The Connecticut River Museum, located at the foot of Main Street in Essex, is hosting the art exhibit.
The exhibition features 25 maritime paintings by 16 maritime artists, all members of the American Society of Marine Artists, which shows the arenas of military action that unfolded during this war which was largely fought on the water. According to Jennifer White-Dobbs of the museum, the exhibit comprises three theaters of war: the oceans, the Great Lakes and the bays, estuaries, sounds and rivers of the Eastern United States.
The paintings include oils and watercolors, and depict scenes of famous engagements as well as lesser known vessels and locales. While many of the works of art present traditional views of the great Navy vessels on the high seas or in action, others feature more personal views of men, giving the war a human face.
Viewing the paintings cold stir up patriotism. Six of the paintings on display feature the American warship, the U.S. Frigate Constitution.

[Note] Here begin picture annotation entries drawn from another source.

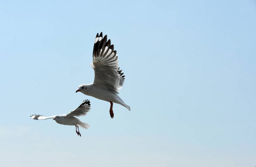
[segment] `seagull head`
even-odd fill
[[[75,91],[75,92],[76,93],[78,92],[81,92],[84,94],[86,94],[85,92],[86,92],[87,88],[88,87],[88,85],[86,84],[83,84],[79,85],[79,86],[78,86],[78,89]]]
[[[56,121],[56,120],[59,119],[60,119],[60,116],[56,116],[54,118],[54,120],[55,120],[55,121]]]

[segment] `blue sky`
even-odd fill
[[[0,165],[255,166],[254,1],[0,1]],[[96,34],[131,107],[75,93]],[[30,116],[69,112],[80,129]]]

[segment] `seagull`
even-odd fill
[[[97,33],[93,52],[91,67],[94,70],[94,81],[93,84],[82,84],[76,92],[94,97],[110,103],[109,114],[114,117],[113,103],[119,104],[131,111],[131,107],[120,98],[118,90],[124,82],[124,73],[118,67],[117,51],[110,40],[107,41],[107,35],[103,38],[102,32]]]
[[[47,120],[49,119],[54,119],[54,120],[60,124],[66,125],[75,125],[75,131],[78,135],[81,136],[81,134],[79,132],[79,126],[84,129],[88,129],[90,125],[86,123],[83,122],[75,116],[80,116],[86,115],[87,112],[90,111],[90,104],[89,100],[84,100],[82,104],[75,110],[71,111],[67,114],[62,114],[59,115],[54,115],[51,116],[44,116],[41,115],[33,115],[30,117],[34,120]]]

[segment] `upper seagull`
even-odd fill
[[[102,32],[99,36],[97,33],[91,63],[91,67],[94,70],[94,81],[93,84],[80,85],[76,91],[109,102],[111,118],[114,117],[113,102],[131,110],[130,107],[117,95],[124,82],[124,75],[118,67],[117,58],[117,51],[114,50],[114,45],[111,45],[110,40],[107,41],[107,35],[103,38]]]
[[[86,115],[87,112],[90,111],[90,101],[89,100],[84,100],[82,104],[76,109],[74,110],[67,114],[54,115],[48,117],[40,115],[33,115],[30,117],[34,120],[46,120],[53,118],[54,120],[55,120],[55,121],[58,124],[66,125],[75,125],[75,131],[78,134],[78,135],[80,135],[81,136],[78,126],[80,126],[84,129],[88,129],[90,127],[90,125],[86,123],[83,122],[75,116],[80,116]],[[76,130],[76,127],[78,129],[78,131]]]

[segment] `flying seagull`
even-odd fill
[[[78,87],[77,92],[108,101],[110,103],[109,113],[114,117],[113,103],[119,104],[131,110],[118,96],[118,90],[123,87],[124,75],[118,67],[117,51],[110,40],[107,41],[107,35],[104,38],[102,32],[97,33],[93,47],[91,67],[94,70],[94,81],[93,84],[83,84]]]
[[[89,100],[84,100],[82,104],[75,110],[67,114],[62,114],[59,115],[54,115],[51,116],[44,116],[40,115],[33,115],[30,117],[34,120],[46,120],[54,119],[54,120],[60,124],[66,125],[75,125],[75,131],[78,135],[81,136],[79,132],[79,126],[84,129],[88,129],[90,125],[86,123],[83,122],[75,116],[80,116],[86,115],[87,112],[90,111],[90,104]]]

The Frigate Constitution is pictured in separate paintings that include: Sailing into the night, escaping from a British squadron, battling the Britain’s H.M Frigate Guerriere, and challenging Britain’s H.M. Frigate Java at close range.
Featured as well in the exhibition are two close-up views of the murderous gun decks of U.S. ships. In another painting, the Britain’s bombship H.M. Volcano is shown bombarding America’s Fort McHenry.
Of particular interest is a painting of a group of rowboats filled with British soldiers, who are preparing to row up the Connecticut River to attack the town of Essex, which at the time was called Pettipaug. In all, there were 136 British sailor and marines, who rowed the 6 miles up the river against the tide to attack the town.
While rowing up the river, the British passed an unmanned fort in Old Saybroook, which demonstrated the lack of preparedness to British attack of the Americans. The overwhelming British force arrived in Essex shortly after 3 a.m. on April 8, 1814, and they were met with only a trace of defensive America gunfire.
The Americans were forced to retreat, while the British methodically burned or captured 27 American ships in Essex. It was the largest single loss of American ships in the entire War of 1812.
It was a captured American named Ezekiel Jackson who guided the British on their raid, and for this deed, Jackson received a substantial sum of money from the British and freedom from his captors.
The British burning of the ships was a major loss for the American forces. However, later that same year that the ships were burned, the British and the Americans ended the War of 1812 with the signing of the Treaty of Ghent on Dec. 24, 1814.
In addition to the exhibition of maritime paintings of the War of 1812, the Connecticut River Museum is featuring public discussions about the war. Also, a video of the paintings in the exhibition is available, courtesy of the American Society of Marine Artists.
Should Essex residents celebrate the British burning of American ships on April 8, 1814? According to Amy Trout, the curator of the Connecticut River Museum, not too long ago, residents referred to the burning of the ships in Essex as “losers’ day.” And not a bright spot in history for the town.
The attack has been called the “Pearl Harbor” of the War of 1812.
However, another less negative view of the burning of the ships has now emerged. The burning of the ships is treated simply as an historical event. It is not to be forgotten, but not something to be ashamed of either.
In fact, Essex’s splendid fifth and drum corps, “The Sailing Masters of 1812,” perform with pride. And, the Essex site was named the state’s first official battle site of the War of 1812.
The show runs through June at the Connecticut River Museum at the foot of Main Street in Essex.